Çok sevdiği karısı Paula "Gidecek misin gerçekten?" diye soruyordu. İçinde mırıldanan bir ses 'Geri dön! Henüz özgürsün! Mecbur değilsin!' derken kanında işleyen o makine, konuşmayan ancak sinirlerine ve tüm uzuvlarını hükmeden o makine onu görünmeyen bir 'Mecbursun'la öne doğru itiyordu. "Ben değil! İçimdeki birşeyler gidecek, hatta çoktan gitti bile. Tıpkı bir okul çocuğunun öğretmeni geldiğinde ayağa kalkması gibi benim de içimde de birşeyler ayağa kalkıyor; söylemiştim ya, titriyor ve itaat ediyor!

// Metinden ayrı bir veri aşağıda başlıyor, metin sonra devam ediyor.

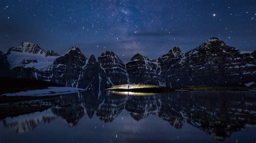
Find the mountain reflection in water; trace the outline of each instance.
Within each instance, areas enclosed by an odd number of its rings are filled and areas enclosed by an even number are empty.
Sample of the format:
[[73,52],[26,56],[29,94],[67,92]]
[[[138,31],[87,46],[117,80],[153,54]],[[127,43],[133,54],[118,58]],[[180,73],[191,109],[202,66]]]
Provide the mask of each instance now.
[[[111,123],[109,124],[117,128],[114,121],[124,111],[122,117],[130,117],[126,120],[142,121],[156,115],[158,120],[168,122],[170,125],[165,126],[169,128],[172,126],[182,130],[184,125],[187,124],[218,141],[230,137],[246,126],[256,124],[255,91],[176,91],[127,96],[107,91],[86,91],[54,98],[62,105],[71,104],[8,117],[2,121],[3,126],[24,133],[37,130],[35,128],[39,125],[51,124],[58,118],[63,119],[68,126],[76,127],[83,118],[87,117],[88,120],[99,119],[101,125]],[[150,126],[144,125],[146,129]]]

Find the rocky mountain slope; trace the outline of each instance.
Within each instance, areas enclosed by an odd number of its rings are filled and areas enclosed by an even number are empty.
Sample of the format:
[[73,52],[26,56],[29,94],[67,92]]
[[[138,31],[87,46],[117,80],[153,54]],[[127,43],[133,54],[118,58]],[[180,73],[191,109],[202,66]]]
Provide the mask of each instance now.
[[240,52],[216,38],[186,53],[175,47],[157,60],[137,53],[126,65],[113,52],[106,51],[98,58],[91,55],[87,60],[77,46],[59,56],[52,51],[45,52],[38,44],[23,42],[6,54],[0,53],[0,72],[2,76],[87,90],[127,83],[172,87],[244,85],[256,81],[255,57],[256,51]]

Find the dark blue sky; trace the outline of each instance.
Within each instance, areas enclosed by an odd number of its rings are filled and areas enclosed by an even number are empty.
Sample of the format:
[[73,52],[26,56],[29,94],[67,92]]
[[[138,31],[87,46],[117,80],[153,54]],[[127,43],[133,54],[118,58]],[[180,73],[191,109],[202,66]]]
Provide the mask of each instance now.
[[210,37],[242,51],[256,49],[256,1],[1,0],[0,50],[22,41],[60,54],[77,45],[86,56],[114,52],[157,58]]

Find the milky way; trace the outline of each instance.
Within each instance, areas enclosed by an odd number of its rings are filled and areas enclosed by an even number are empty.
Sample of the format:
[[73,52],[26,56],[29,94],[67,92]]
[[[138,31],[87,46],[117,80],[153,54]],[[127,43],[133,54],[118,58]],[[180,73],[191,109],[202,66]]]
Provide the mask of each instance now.
[[156,58],[183,52],[210,37],[241,51],[256,49],[256,1],[1,0],[0,50],[23,41],[64,53],[77,45],[89,56],[114,52]]

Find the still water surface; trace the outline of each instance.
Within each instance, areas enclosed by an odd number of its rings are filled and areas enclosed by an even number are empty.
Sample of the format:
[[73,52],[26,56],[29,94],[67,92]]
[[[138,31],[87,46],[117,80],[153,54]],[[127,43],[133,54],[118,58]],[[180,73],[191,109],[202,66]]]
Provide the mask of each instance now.
[[255,142],[256,91],[87,91],[0,120],[5,142]]

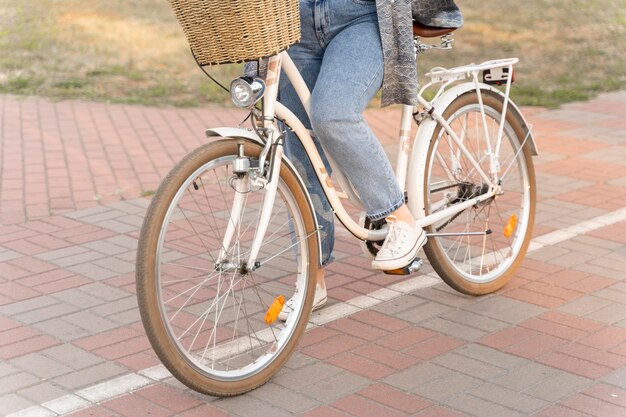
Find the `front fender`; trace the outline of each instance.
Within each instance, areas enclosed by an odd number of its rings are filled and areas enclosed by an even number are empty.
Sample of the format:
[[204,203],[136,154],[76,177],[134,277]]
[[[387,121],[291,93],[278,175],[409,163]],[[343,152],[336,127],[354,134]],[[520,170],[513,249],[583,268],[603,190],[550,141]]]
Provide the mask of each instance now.
[[[256,132],[253,131],[252,129],[244,129],[244,128],[238,128],[238,127],[215,127],[215,128],[207,129],[205,131],[205,134],[209,138],[241,138],[241,139],[251,140],[253,142],[258,143],[261,146],[265,145],[265,143],[261,140],[259,135],[257,135]],[[295,174],[300,186],[304,190],[306,190],[307,189],[306,185],[304,181],[302,180],[300,173],[298,173],[298,171],[293,166],[291,161],[287,159],[286,157],[283,157],[283,164],[286,164],[289,167],[291,172]],[[311,209],[311,213],[313,213],[313,222],[315,224],[315,234],[317,235],[317,253],[318,253],[317,259],[319,259],[319,262],[320,262],[319,266],[321,267],[322,266],[321,264],[322,263],[322,242],[321,242],[320,234],[319,234],[320,228],[319,228],[319,224],[317,223],[317,215],[315,213],[315,207],[313,207],[313,201],[311,200],[311,196],[309,195],[308,192],[306,192],[305,194],[306,194],[306,199],[307,199],[306,200],[307,205]]]
[[244,138],[264,145],[259,135],[252,129],[244,129],[242,127],[214,127],[207,129],[204,133],[209,138]]

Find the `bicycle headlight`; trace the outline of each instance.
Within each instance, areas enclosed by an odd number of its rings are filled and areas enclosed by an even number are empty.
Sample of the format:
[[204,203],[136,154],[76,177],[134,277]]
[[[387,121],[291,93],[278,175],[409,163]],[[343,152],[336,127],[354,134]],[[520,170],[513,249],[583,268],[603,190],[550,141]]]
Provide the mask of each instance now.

Bir yandan da senin söylediklerini duyuyorum, doğru ve gerçek olduğunu, insanca ve gerekli olduğunu biliyorum-bu benim yapmam gereken ve yapmak zorunda olduğum tek şey- bunu biliyorum, farkındayım, işte tam da bu nedenle alçakça ya gidişim. Fakat gidiyorum, bir şeyler bana hükmediyor! Hor gör beni! Ben de bir görüyorum kendimi. Fakat başka türlü davranmam imkansız, başka türlü davranamam!" diyerek yanıt veriyordu Ferdinand.
Bu diyalog ise beni Isaiah Berlin'in iki özgürlük tanımına çıkarıyor. Bunlardan birincisi 'negatif özgürlük', yani harici engeller ve kısıtlamalardan bağımsız olmaktır. Birey ancak bir eyleme geçmekten fiziksel olarak alıkonmadığı ölçüde özgürdür.
Bir diğeri ise dahili kısıtlamalardan bağımsız olmak demek olan 'pozitif özgürlük',,, Kendi kendinin efendisi olmak, kendini kendin tarafından yönetmek, kişinin kendi aklının kontrolünü ele alması, akıl dışı korku ve inançlardan, bağımlılıklardan, batıl inanışlardan kısaca öz baskısının tüm formlarından bağımsızlaşması anlamına geliyor.
Şimdi Ferdinand'a özgür diyebilir miyiz?